This week captain, Joel Selwood, breaks the long-standing record of most games as captain of the club, set by Reg Hickey 78 years ago.

Hickey's record of 142 games as captain was set between 1930 and 1940.

Drafted back in 2006, with the seventh pick overall, Selwood played 21 games in his first season before going on to win the Rising Star award by seven votes over Collingwood’s Scott Pendlebury, add a Premiership medallion and was also awarded the best first year player at the Best and Fairest.

Selwood played his 50th game in Round 5 2009, collecting 31 disposals in the 93-point win over Brisbane at Skilled Stadium. He added his first All Australian selection to his collection and was voted the Most Courageous player by his peers.

2013 was arguably Selwood’s most successful year as a player, playing all 25 games on his way to his second Best and Fairest, Captained the All Australian team, was voted the Most Courageous player and Best Captain by his peers, and was runner up in the 2013 Brownlow Medal with 27 votes, one behind winner Gary Ablett.

Since 2013, Selwood has added three further All Australians and one Best and Fairest to his trophy cabinet.

Joel was elevated to Vice-Captain in 2011, before going on to become the permanent Captain in 2012 after the retirement of Cameron Ling. Since then, Selwood has led Geelong to five finals series, which has led to three Preliminary Final appearances. In his 142 games as captain, he has won 95 of them at a win rate of 67%. 

Reg Hickey leads out the Cats side in the 1930s

Reg Hickey was an imposing figure for Geelong. Hickey played 245 games in a career spanning 15 seasons from 1926 to 1940. Hickey was captain from 1932 to 1935 and 1937 to 1940. Hickey was also coach during his second stint as Captain and coached for another 10 years between 1949 and 1959, leading Geelong to two more Premierships in 1951 and 1952. Reg is a two-time Premiership player for the club, playing in the 1931 Grand Final and was captain/coach in the 1937 triumph. Hickey also won two Best and Fairests for the club (1928 and 1934) and was runner up in the 1936 Brownlow Medal.

Hickey was not only tough, both as captain and coach, but he was innovative. Prior to the 1937 Grand Final, Hickey had his players go through one final training session. This session lasted for over an hour and he got the players to focus on the basics of the game. He broke this session down into each skill. The session began with some kicking practice. Players then got broken off into small groups and practiced picking up the rolling ball. Handballing followed, then ball movement from the back half to the front half.

At quarter time of the 1937 Grand Final, Geelong were trailing by three goals.
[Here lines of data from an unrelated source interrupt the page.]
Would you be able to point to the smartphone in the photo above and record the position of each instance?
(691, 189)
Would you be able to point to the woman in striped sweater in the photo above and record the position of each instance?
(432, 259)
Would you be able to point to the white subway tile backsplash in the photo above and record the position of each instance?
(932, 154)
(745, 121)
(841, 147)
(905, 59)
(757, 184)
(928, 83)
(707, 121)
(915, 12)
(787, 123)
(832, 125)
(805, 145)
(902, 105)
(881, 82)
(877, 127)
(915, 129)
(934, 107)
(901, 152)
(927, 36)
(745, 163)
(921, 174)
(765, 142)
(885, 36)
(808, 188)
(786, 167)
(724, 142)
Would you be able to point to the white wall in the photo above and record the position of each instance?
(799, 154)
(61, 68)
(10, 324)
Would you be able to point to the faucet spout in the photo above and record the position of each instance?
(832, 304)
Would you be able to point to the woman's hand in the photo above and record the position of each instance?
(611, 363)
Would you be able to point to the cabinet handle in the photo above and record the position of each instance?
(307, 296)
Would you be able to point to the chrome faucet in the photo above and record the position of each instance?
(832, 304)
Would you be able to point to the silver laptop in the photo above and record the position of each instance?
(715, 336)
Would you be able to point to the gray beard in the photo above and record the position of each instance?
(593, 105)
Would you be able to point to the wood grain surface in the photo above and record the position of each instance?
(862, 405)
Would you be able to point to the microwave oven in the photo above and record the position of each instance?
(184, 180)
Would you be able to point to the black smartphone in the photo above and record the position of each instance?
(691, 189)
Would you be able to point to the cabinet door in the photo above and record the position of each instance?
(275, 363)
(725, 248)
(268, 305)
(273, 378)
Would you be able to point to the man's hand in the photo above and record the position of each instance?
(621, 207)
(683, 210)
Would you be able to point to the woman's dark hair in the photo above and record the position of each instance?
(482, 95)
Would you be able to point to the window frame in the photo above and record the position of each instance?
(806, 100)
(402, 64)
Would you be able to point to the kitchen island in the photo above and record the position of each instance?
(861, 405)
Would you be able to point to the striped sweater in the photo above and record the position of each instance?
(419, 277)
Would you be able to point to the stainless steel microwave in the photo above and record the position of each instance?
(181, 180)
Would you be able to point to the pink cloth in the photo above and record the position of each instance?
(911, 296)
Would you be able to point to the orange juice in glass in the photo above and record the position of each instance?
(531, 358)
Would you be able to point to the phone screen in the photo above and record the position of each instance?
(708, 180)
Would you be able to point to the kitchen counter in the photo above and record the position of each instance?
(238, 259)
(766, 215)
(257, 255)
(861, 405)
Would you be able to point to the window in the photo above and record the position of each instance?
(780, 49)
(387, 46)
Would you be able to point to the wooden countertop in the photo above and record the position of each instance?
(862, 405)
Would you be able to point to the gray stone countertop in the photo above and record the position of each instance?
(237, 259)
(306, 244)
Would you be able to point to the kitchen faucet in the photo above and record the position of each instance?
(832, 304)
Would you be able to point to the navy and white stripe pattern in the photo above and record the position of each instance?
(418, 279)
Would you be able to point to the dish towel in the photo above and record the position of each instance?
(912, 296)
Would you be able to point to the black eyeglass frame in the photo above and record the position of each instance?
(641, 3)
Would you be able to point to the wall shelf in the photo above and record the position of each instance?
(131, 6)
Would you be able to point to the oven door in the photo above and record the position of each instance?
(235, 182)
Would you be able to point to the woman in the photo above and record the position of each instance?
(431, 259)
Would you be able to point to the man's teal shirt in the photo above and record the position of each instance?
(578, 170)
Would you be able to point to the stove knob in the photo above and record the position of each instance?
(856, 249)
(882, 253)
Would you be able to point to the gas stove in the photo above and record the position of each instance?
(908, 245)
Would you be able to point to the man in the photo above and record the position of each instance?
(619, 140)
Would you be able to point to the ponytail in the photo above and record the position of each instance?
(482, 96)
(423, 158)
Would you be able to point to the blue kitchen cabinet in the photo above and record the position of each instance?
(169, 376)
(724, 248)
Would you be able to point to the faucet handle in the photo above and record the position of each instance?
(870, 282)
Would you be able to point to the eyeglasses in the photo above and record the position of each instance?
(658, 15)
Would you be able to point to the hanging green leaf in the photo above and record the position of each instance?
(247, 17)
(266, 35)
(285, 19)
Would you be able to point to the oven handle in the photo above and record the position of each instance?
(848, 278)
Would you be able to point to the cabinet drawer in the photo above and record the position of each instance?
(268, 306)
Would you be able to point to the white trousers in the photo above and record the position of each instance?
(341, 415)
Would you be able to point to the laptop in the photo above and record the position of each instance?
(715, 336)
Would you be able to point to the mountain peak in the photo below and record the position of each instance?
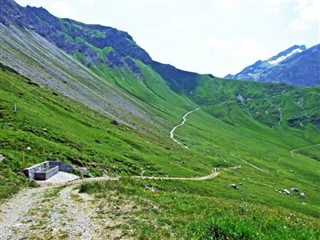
(286, 53)
(296, 65)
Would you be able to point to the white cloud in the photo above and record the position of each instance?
(307, 14)
(311, 11)
(250, 50)
(219, 43)
(299, 24)
(272, 10)
(61, 9)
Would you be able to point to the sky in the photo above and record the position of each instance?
(204, 36)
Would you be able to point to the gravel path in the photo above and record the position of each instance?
(215, 173)
(298, 149)
(13, 212)
(184, 119)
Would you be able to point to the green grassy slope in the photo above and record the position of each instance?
(55, 127)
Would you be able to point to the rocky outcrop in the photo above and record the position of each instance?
(89, 43)
(295, 66)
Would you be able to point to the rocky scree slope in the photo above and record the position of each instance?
(93, 45)
(295, 66)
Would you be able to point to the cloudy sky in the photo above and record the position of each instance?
(205, 36)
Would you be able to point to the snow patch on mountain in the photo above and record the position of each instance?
(281, 58)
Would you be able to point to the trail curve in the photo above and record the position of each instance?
(184, 119)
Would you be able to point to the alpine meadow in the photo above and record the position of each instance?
(157, 152)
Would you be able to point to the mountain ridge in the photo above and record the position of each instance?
(296, 65)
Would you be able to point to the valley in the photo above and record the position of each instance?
(162, 153)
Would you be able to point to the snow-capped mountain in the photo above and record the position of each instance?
(296, 66)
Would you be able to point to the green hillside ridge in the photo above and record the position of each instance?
(105, 148)
(89, 96)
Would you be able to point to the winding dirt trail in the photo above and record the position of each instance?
(184, 120)
(56, 210)
(215, 173)
(298, 149)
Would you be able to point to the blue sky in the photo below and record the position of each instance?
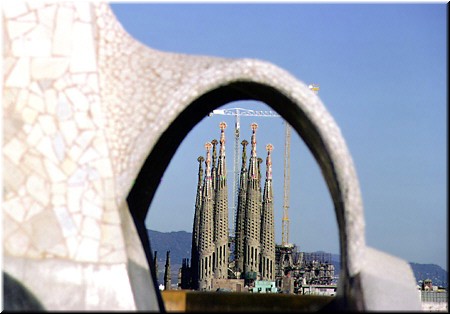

Hickey pulled changes like no one had seen before. Ruckman Jack Evans was switched to full forward, Les Hardiman was switched from full forward to centre half back, Joe Sellwood from centre half back to centre half forward and Gordon Abbott to centre half forward to ruck. These proved to be match winning changes. Geelong kicked five goals to two in the second quarter and six goals to one in the last quarter to win by 32 points. Jack Evans finished with six goals and Les Hardiman shut down the dangerous Ron Todd.

There are many stories about the great Reg Hickey, but there is one that stands out above all others, as told by 1952 Premiership Player Geoff Williams.

“He was a strong man. He was a straight man. No tomfoolery with Hick. There was a door called ‘Hickey’s door’ down at the club. That was the door we went out of from the training room to go out to the ground. Hick could go to the doorway and kick his leg up and touch the top of the door. No one else could do it. No-one else would get near it. No one really could do anything better than what Hick did. He was the master.”

Joel embodies what Geelong is. Tough, uncompromising but fair. On the field, Joel puts his body on the line like there is no tomorrow, but off the field, he is involved heavily in the community, namely being an ambassador for Run Geelong. Reg was very similar, a brute of a leader on the field, but a people person off the field. It is fitting that someone of Selwood’s stature is the one to equal the record that Reg Hickey set 78 years ago.

It is also fitting that Joel Selwood will break the record when he leads out his mighty Cats onto the hallowed turf of Kardinia Park in round four. A ground where both his name and Hickey’s name will go down in history as two of the greatest leaders this club has ever seen.